Страница 26 из 308
- Снимаю с вас платье, mademoiselle. Оно мокрое, и вы замёрзли, - невозмутимо произнёс Мишель.
Мишель поднял мокрое платье и, словно только тем и занимался всю жизнь, выжал из него воду как заправская прачка. Оглядевшись, он повесил платье сушиться на низко свисающую ветку клёна и только после этого обернулся к девушке с улыбкой:
- Вот теперь можно и говорить. Как поживаете, Марья Филипповна? - Он отвесил ей церемонный поклон.
Марья не смогла сдержать смех, что так и рвался из груди, расхохотавшись звонко и задорно. Соколинский широко улыбнулся в ответ.
- Позвольте принести свои извинения. Ведь это я невольно нарушил ваше уединение. Но знайте, я вовсе не жалею о том, - он приложился губами к её руке, будто бы они не стояли полуодетые на берегу реки, а находились в светской гостиной.
- Невозможный вы человек, - Марья Филипповна попыталась нахмуриться, но губы дрогнули и сложились в очаровательную улыбку. – Право слово, ни капли раскаяния!
Искренняя весёлость, вызванная необычайными обстоятельствами встречи, уступила место неловкости по той же причине. Марья опустила голову, чувствуя, как стыдливый румянец заливает лицо и шею.
- Я надеюсь на вашу порядочность, monsieur Соколинский, - она отступила на шаг от него.
- Я не собираюсь покуситься на вашу добродетель, сударыня, - сглотнув ком в горле, отозвался Мишель. – Даже не смотря на то, что мне этого чертовски хочется, - ещё тише добавил он, пытаясь поймать её взгляд.
- Полагаю, я должна вас поблагодарить за своё спасение, пускай вы и стали причиной моего падения в речку.
- Хорошо, что не грехопадения, - себе под нос пробормотал Мишель и добавил уже громче: – не стоит благодарности.

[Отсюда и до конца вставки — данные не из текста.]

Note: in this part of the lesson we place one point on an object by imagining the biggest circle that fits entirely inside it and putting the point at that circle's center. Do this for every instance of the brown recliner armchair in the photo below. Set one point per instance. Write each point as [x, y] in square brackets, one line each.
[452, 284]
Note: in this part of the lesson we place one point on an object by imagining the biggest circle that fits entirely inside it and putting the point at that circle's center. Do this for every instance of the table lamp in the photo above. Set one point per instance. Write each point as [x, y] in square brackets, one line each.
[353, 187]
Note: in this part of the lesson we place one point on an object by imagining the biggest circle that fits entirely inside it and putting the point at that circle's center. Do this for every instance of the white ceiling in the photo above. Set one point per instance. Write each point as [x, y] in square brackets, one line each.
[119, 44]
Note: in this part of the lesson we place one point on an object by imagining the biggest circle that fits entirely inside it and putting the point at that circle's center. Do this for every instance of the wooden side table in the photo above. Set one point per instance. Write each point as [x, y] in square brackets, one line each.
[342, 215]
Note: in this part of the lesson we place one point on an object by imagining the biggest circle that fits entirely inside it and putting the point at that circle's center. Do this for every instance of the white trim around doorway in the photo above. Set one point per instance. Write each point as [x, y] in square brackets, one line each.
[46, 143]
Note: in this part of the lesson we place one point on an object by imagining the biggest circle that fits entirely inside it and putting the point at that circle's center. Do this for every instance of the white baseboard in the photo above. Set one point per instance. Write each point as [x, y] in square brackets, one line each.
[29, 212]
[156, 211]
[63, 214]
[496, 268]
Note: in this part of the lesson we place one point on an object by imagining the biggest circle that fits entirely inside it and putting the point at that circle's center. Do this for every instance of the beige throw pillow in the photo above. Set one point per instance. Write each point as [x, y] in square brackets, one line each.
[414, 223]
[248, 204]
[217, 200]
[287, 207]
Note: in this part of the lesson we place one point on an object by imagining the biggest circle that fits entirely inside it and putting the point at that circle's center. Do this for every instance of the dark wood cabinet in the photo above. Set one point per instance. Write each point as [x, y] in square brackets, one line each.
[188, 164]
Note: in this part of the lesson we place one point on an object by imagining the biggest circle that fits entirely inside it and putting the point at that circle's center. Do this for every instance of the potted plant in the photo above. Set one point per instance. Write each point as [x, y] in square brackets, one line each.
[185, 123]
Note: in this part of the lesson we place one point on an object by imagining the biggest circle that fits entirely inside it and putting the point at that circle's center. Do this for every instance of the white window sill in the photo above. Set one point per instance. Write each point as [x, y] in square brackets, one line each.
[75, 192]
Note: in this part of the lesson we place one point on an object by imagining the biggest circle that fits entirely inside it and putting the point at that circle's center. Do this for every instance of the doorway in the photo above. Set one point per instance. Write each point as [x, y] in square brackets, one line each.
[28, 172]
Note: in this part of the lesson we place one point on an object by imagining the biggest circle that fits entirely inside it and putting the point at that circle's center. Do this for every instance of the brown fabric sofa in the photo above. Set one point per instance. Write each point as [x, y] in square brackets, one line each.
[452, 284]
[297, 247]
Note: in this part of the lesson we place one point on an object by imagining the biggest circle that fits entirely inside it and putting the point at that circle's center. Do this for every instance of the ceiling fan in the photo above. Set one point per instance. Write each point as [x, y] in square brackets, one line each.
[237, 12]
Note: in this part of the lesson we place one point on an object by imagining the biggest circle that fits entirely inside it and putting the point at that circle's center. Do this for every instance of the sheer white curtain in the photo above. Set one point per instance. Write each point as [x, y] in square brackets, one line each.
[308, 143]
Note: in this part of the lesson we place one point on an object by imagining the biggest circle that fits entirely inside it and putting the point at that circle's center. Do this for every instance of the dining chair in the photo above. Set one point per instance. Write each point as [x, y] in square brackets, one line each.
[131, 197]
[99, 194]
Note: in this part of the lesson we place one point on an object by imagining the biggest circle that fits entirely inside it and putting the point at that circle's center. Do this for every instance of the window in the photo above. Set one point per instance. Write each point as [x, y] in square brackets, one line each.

Несомненно, Марья Филипповна расслышала и первую фразу, оттого и смутилась ещё больше. Но не от смысла, вложенного в слова Соколинского, а от собственных мыслей, в которых она совершала это самое грехопадение в объятьях Михаила Алексеевича. Ведь ещё раньше, прежде чем он сказал о том, она представляла себе, каково будет коснуться его обнажённой кожи.
- Присядем? – Соколинский широким жестом указал на траву под их ногами.
Марья кивнула и, стараясь быть грациозной, опустилась на траву. Мишель присел подле, согнув в коленях длинные ноги. Пытаясь отвлечься от мыслей о том, что рядом с ним сидит самая красивая девушка их тех, что ему доводилось видеть, Соколинский сорвал тонкую былинку и, зажав её между зубами, уставился на противоположный берег.
- Ужасно, - вздохнула Марья Филипповна и печально сообщила: – Я не собиралась задерживаться. Меня искать будут.
- А я, напротив, очень рад, что судьба подарила мне шанс провести с вами чудесное утро, - молодой человек накрыл её пальцы своей ладонью.
Марья не отняла руки, но в то же время Мишель ощутил, как её пальчики сжались в кулачок под его ладонью.
- Я вовсе не жалею о том, что нахожусь в вашем обществе, однако, надеюсь, что никто не узнает о том, иначе моей репутации будет нанесён непоправимый ущерб, - тихо заметила она.
- Можете положиться на меня. Ни одна живая душа о том не узнает, - отозвался Михаил Алексеевич, чуть повернув голову и глядя на тонкий профиль Марьи Филипповны, и неожиданно для самого себя спросил: – можно мне поцеловать вас?
Марья повернула голову, уставившись на него изумлённым взглядом. У неё и прежде спрашивали разрешения поцеловать, но никогда ранее ей не хотелось ответить согласием. Более того, целоваться ей не нравилось. Вспоминая о том, как однажды её целовал Поль Василевский, она невольно нахмурилась. Поцелуй ей показался чем-то отвратительным, мокрым и ничуть не вызвал желания продолжать подобные опыты.
Взгляд её переместился на губы Соколинского, а её молчание было воспринято, как согласие. Мишель едва коснулся её губ своими и отодвинулся. В ответ она сама потянулась за ним. Высвободив свою ладонь из его руки, Марья приникла к его груди, вдруг испугавшись потерять точку опоры. Этот поцелуй был не таким, как прежде. Голова её закружилась, и девушке показалось, что она падает, но остановить это падение не было ни сил, ни желания. Стало жарко, но вовсе не от солнечных лучей, казалось, что кровь вскипела в жилах, сметая остатки разума. Губы Соколинского переместились на её шею, к тому самому местечку, где бился пульс, длинные пальцы ловко расстегнули пуговицы сюртука, и большая ладонь накрыла грудь под мокрым батистом сорочки.